Olivia the little girl that I am a nanny to is in love with the little monster who eats the candy.  How would I ask the company to please consider making a stuff animal out of the little monster?  She is four and loves playing the game too, for four she is on the fourth level already with no help.


----------



## Xopher (May 14, 2009)

Nom Nom is really cute. It wouldn't hurt to contact the company and see if they have plans for a Nom Nom toy. 

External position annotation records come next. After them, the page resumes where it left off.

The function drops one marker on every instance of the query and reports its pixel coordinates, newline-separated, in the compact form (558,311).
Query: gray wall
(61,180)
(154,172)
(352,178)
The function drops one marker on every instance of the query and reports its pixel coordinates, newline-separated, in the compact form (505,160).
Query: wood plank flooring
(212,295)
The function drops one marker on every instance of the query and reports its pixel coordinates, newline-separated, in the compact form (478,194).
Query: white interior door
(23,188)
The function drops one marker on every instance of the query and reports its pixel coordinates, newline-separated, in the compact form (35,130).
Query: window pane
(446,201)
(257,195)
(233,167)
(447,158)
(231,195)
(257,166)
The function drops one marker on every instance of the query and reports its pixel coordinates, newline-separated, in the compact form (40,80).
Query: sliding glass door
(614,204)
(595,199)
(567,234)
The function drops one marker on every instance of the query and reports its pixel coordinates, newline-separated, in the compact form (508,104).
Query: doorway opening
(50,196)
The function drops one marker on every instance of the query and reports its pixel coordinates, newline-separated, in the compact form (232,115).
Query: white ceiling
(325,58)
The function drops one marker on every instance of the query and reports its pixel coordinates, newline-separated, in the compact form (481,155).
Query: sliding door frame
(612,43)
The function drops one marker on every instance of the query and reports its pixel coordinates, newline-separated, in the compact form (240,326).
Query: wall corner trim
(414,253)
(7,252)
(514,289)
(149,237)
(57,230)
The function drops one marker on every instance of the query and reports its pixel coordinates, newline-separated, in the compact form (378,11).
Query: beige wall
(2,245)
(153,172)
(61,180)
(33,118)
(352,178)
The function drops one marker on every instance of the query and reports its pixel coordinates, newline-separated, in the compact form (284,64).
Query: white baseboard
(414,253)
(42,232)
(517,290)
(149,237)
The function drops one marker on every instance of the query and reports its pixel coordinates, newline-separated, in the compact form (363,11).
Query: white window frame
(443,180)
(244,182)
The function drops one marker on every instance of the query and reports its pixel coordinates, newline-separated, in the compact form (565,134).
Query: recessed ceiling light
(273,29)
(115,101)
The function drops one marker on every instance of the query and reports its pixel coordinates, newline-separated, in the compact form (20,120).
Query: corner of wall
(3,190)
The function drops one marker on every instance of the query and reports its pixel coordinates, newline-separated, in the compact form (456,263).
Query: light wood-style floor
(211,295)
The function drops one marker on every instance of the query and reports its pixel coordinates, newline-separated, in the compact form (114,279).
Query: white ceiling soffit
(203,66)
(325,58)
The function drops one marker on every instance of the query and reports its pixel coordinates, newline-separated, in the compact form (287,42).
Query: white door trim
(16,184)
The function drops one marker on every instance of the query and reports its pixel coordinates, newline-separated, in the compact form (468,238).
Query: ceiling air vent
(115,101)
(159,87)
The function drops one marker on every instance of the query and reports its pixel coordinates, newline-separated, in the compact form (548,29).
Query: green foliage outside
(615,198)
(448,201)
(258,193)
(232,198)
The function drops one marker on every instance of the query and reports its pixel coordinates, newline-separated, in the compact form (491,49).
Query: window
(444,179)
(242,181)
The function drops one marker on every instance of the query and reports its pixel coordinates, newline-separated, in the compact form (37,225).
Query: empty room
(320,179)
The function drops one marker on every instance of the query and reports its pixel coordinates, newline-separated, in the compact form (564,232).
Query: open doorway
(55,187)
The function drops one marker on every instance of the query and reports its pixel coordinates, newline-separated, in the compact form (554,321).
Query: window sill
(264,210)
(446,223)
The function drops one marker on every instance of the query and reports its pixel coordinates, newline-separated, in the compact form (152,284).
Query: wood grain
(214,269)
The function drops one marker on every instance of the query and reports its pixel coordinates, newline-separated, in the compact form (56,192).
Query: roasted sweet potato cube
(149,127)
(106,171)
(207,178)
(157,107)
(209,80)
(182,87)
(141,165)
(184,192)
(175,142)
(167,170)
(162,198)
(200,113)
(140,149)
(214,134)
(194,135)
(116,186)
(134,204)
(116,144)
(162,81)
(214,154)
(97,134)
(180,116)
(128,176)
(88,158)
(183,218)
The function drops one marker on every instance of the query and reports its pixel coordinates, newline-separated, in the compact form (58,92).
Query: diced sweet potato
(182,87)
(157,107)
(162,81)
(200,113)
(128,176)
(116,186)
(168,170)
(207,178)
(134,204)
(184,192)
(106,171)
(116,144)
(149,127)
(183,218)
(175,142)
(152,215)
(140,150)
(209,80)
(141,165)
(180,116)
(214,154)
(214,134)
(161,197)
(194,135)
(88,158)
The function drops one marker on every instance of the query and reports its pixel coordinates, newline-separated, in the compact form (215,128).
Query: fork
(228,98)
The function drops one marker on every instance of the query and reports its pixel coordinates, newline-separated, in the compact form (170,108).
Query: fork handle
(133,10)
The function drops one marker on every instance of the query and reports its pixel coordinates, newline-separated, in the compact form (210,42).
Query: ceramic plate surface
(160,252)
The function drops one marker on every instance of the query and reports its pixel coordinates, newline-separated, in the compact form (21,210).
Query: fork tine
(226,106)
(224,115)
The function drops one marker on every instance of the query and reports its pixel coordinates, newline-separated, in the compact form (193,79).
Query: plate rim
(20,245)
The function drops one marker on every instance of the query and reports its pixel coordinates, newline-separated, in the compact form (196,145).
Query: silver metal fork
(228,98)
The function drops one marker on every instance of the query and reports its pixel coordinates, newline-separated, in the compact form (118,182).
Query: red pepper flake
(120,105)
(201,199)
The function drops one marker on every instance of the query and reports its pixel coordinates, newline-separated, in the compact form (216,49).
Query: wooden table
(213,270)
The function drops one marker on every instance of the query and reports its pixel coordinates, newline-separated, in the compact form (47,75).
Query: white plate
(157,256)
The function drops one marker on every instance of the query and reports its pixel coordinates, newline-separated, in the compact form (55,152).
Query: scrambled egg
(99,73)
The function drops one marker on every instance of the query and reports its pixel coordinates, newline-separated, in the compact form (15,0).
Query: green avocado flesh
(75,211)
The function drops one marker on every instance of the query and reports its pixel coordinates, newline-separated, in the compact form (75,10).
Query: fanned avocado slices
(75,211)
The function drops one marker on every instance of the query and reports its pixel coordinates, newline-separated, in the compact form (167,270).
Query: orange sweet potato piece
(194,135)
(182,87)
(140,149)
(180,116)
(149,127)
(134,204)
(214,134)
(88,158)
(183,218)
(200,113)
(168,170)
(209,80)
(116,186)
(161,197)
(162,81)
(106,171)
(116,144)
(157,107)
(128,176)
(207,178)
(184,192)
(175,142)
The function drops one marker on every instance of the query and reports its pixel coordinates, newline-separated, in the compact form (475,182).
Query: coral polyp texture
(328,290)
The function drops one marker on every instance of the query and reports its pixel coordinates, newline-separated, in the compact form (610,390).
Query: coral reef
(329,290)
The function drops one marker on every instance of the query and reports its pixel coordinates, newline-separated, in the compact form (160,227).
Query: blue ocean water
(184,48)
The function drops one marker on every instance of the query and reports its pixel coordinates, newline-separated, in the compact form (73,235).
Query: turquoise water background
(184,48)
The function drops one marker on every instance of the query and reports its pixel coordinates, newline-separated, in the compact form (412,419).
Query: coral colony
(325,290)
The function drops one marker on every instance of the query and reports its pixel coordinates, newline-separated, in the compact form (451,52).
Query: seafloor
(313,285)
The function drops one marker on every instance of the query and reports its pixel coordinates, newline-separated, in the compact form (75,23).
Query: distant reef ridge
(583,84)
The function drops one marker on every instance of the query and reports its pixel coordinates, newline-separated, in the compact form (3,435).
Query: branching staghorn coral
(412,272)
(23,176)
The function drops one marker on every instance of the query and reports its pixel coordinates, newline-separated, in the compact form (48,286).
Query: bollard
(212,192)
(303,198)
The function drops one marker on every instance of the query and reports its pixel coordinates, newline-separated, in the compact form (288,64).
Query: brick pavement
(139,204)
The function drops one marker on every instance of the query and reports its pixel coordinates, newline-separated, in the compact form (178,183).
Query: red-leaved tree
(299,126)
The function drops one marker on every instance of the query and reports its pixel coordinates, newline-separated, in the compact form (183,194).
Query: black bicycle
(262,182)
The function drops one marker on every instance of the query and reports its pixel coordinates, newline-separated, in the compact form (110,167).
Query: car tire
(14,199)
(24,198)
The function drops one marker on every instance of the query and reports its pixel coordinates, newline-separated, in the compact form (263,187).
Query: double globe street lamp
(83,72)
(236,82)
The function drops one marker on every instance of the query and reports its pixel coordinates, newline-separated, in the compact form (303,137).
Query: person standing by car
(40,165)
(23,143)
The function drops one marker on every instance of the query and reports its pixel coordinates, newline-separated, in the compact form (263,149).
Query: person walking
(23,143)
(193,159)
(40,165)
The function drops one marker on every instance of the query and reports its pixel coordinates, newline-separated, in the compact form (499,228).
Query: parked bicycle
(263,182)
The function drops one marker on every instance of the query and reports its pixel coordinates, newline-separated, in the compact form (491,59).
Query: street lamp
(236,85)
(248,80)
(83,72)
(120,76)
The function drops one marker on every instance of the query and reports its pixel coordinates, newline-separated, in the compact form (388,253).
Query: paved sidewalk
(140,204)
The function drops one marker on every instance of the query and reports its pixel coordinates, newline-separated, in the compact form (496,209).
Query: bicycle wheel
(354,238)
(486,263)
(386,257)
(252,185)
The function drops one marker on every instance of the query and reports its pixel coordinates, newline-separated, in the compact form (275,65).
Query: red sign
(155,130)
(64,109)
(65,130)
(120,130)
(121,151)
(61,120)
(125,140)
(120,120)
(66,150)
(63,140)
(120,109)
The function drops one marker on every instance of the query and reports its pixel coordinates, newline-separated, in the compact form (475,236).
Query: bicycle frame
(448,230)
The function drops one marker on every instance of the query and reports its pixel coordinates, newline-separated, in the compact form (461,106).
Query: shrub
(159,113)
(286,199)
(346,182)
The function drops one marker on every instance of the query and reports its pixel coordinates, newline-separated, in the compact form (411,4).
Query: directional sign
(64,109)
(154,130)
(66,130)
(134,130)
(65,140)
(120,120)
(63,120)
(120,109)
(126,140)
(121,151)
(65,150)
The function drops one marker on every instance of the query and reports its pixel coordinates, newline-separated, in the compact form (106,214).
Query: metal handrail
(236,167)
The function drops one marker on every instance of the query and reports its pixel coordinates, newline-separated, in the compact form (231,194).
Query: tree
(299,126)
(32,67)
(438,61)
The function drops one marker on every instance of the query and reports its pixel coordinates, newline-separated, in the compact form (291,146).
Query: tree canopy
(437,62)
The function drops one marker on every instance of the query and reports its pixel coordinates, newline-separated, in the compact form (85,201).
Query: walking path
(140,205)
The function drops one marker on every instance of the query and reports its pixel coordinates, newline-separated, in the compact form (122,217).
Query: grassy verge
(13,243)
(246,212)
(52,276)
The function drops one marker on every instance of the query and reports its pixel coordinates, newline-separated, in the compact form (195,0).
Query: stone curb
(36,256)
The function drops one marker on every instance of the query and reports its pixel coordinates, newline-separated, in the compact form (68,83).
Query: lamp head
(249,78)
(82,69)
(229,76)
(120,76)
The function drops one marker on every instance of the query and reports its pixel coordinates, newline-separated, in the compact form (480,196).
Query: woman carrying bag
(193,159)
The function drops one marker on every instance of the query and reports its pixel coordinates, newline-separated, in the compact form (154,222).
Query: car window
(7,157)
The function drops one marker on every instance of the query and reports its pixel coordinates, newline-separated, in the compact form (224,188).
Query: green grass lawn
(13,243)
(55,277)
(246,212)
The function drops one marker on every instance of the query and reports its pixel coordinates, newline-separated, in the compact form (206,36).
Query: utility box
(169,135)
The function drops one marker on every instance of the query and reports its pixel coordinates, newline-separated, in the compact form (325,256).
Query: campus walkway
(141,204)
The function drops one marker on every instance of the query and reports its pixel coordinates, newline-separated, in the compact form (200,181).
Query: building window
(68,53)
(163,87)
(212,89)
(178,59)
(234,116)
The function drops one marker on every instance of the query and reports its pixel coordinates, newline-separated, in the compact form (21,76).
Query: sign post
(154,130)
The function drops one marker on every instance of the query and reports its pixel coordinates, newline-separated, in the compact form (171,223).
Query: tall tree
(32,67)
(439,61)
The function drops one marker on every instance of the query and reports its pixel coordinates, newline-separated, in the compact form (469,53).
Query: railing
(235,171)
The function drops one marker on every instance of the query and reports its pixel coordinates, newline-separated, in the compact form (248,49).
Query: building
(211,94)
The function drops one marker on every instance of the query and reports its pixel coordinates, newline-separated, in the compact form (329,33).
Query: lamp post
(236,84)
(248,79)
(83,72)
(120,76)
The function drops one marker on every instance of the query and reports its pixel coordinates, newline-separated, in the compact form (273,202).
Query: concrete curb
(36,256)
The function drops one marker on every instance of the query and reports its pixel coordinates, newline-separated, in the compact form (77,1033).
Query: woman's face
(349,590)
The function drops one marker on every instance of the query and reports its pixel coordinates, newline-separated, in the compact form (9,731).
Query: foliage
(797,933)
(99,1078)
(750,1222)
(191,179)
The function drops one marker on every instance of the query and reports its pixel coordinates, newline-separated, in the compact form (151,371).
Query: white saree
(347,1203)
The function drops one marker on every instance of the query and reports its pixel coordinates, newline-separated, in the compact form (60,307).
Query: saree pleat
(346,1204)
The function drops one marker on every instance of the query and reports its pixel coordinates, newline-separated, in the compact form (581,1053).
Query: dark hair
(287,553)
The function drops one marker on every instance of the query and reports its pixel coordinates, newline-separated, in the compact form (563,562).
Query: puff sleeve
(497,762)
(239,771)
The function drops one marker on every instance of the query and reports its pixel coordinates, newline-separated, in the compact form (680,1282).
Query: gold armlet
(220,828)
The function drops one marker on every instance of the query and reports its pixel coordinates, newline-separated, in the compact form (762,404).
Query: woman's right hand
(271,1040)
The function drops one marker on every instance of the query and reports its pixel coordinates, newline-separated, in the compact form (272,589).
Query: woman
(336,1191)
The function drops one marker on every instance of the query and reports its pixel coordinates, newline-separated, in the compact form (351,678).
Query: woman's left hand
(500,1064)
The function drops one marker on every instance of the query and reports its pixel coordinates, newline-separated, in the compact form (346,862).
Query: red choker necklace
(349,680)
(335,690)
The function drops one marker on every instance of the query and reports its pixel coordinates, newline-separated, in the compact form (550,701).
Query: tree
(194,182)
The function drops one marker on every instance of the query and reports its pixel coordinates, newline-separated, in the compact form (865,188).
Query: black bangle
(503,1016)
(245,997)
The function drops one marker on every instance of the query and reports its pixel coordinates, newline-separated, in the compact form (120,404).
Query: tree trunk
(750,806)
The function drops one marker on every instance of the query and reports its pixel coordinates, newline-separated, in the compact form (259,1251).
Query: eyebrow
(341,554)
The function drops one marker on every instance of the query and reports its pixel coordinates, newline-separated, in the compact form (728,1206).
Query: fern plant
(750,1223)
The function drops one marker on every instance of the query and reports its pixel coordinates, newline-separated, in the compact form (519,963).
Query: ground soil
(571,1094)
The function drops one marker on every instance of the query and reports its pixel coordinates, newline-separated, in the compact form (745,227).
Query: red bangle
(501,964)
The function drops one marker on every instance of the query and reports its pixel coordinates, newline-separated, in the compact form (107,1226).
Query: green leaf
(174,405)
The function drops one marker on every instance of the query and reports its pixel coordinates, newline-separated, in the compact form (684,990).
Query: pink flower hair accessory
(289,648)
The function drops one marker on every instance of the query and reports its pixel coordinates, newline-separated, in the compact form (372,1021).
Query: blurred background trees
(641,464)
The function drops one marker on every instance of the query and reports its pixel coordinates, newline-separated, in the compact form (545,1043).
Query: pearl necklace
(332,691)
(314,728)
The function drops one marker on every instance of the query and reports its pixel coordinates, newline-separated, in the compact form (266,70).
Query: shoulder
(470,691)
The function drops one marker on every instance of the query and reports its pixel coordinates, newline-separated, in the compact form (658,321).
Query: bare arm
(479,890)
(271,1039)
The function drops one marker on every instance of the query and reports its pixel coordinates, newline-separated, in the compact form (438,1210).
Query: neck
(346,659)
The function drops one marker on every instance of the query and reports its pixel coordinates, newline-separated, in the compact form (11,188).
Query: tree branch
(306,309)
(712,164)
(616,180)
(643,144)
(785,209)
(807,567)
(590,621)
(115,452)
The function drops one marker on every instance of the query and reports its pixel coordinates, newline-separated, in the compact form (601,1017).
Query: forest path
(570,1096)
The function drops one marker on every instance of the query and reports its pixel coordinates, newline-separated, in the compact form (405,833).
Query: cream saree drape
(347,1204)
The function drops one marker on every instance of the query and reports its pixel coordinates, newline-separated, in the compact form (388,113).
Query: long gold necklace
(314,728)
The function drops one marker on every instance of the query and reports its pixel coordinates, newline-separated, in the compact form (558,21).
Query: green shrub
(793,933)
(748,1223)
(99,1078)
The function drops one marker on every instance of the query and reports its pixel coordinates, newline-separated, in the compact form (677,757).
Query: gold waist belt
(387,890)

Sent from my gTablet using Tapatalk.


----------



## sparklemotion (Jan 13, 2011)

It looks like you can get one here. 

http://www.toywiz.com/cuttherope.html


----------



## Tip10 (Apr 16, 2009)

Looks like Sparkle beat me to it -- here's the pic-link of one...


----------



## Cardinal (Feb 24, 2010)

This past weekend I saw Cut the Rope toys next to Angry Birds toys at a store.


----------



## VondaZ (Apr 21, 2009)

I wish they made stuff for plants vs zombies. My eight year old is hooked and wants to decorate his room in PVZ theme - but they don't make linens or wall decals for that. Too bad - it would be really cute.

Sent from my Kindle Fire using Tapatalk


----------



## sherylh96 (Jan 13, 2012)

They make them!  If there is a Fry's Electronics around you, check there.  They have them here, in the main aisle.


----------



## cheriereich (Feb 12, 2011)

Aww! That little monster is so cute from Cut the Rope. That's cool they have one you can buy! Thanks, geniebeanie, for bring up the thread and, sparklemotion, for producing the link, and, Tip 10, for the picture.


----------



## geniebeanie (Apr 23, 2009)

I got him right on Amazon.com! Olivia is going to be thrilled.


----------